Светлана Михеева // Формаслов
Светлана Михеева // Формаслов

За всем, что написано об Алексее Ильичеве (1970 – 1995), скрыто недоумение. Сдержанное — в случае с теми, кто его знал (в основном участниками питерского ЛИТО Вячеслава Лейкина), более явное — у тех, кто писал о нем после, не застав живым. Вероятно, возникало оно отчасти из-за несоответствия общественным представлениям и социальным ожиданиям. У парня была биография, как сказано в одной сетевой публикации, «простая до неприличия» (Вадим Пугач: «Учитывая небогатую и недлинную биографию И., о нем можно было бы сказать, что он «дитя рабочей окраины»). Выходец из грубой рабочей среды, сам трудится на стройке — но при этом его легко принять и за композитора, и за студента. О нем всегда приводятся слова Натальи Абельской (журналистка и поэтесса в начале девяностых открыла Ильичеву ЛИТО Лейкина, где сама занималась) как о человеке без внешности и личной истории, не привязанном ни к какому статусу: «Он казался вам тем, за кого вы готовы были его принять». Это ощущение неопределенности, неясности или недосказанности, вряд ли комфортное для окружающих, поддерживалось и его стихами, лишенными, на первый взгляд, теплого человеческого присутствия — каких-то особенностей, привычек, обыденного взгляда на житейские вещи.

Но это недоумение все же — в глазах смотрящего. Даром бесконечных превращений Ильичев, думается, не обладал; судя по текстам — ничего о себе не скрывал, напротив, демонстрировал свободу быть, а не казаться. Но, возможно, именно этим еще больше затмевал смотрящим доступ к чертам, способным его сиюминутно определить, преподнести как устойчивый социальный тип, предлагающим ключ к пониманию его поэтической программы.

Книга стихов Ильичева, которую издали в мемориальной серии, таким ключом как раз является: она предоставляет читательскому вниманию большой корпус стихов, значительная часть которых датирована последними годами жизни. Название для книги выбрано очень точно: проигравшие — это ровно все живущие, а праздник, в ловушку которого они попали, — это, внезапно, их жизнь. Об этом весь Ильичев.

***
Если следовать известным фактам, Ильичев пробыл в ЛИТО недолго — в 1995-м трагически погиб, упав в воду. Поэтическая кристаллизация его была стремительной. И спустя время, когда черты его и без того неясной личности стерлись, оказалось, что тексты (к нашему облегчению и удивлению) могут обойтись и без таких излишеств.

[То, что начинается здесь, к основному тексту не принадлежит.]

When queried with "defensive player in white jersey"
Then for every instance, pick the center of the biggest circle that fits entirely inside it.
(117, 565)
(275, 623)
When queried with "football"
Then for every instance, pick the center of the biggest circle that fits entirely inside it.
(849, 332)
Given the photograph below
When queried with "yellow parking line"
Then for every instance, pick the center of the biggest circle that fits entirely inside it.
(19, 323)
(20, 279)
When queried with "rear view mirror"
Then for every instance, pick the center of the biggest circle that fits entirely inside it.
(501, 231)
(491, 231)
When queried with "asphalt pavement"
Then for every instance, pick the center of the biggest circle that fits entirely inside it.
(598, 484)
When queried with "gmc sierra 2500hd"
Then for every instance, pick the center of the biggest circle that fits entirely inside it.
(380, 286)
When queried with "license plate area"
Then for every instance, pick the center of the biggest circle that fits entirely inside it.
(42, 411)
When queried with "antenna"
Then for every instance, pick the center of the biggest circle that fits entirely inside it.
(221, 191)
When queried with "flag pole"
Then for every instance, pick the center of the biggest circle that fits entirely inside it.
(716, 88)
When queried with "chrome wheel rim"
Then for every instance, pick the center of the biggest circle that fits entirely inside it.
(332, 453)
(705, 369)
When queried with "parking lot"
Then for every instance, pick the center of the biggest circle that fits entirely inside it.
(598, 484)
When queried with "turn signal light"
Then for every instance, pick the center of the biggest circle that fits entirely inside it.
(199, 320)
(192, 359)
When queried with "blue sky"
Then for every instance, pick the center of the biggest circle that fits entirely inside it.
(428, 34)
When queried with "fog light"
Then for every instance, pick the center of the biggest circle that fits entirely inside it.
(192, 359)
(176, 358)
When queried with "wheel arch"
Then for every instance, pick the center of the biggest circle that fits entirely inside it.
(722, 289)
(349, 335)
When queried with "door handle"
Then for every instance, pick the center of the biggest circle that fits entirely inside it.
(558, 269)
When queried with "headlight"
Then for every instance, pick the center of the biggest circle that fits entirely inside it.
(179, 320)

В книге, составленной тематически целеустремленно, мы слышим безупречную сосредоточенность, которая, минуя обыденные приметы, и рисует культурный контекст пребывания этой поэзии, и выводит подробную формулу ее героя — «прозрачное, лабораторно чистое „я“», о котором говорит автор предисловия Ольга Балла. Здесь вся подноготная молодого поэта, манифест интеллектуальных и духовных устремлений: «лабораторное „я“ мучительно ищет лазейки в бесперспективности существования и анализирует свою обязанность самоопределиться, став его частью».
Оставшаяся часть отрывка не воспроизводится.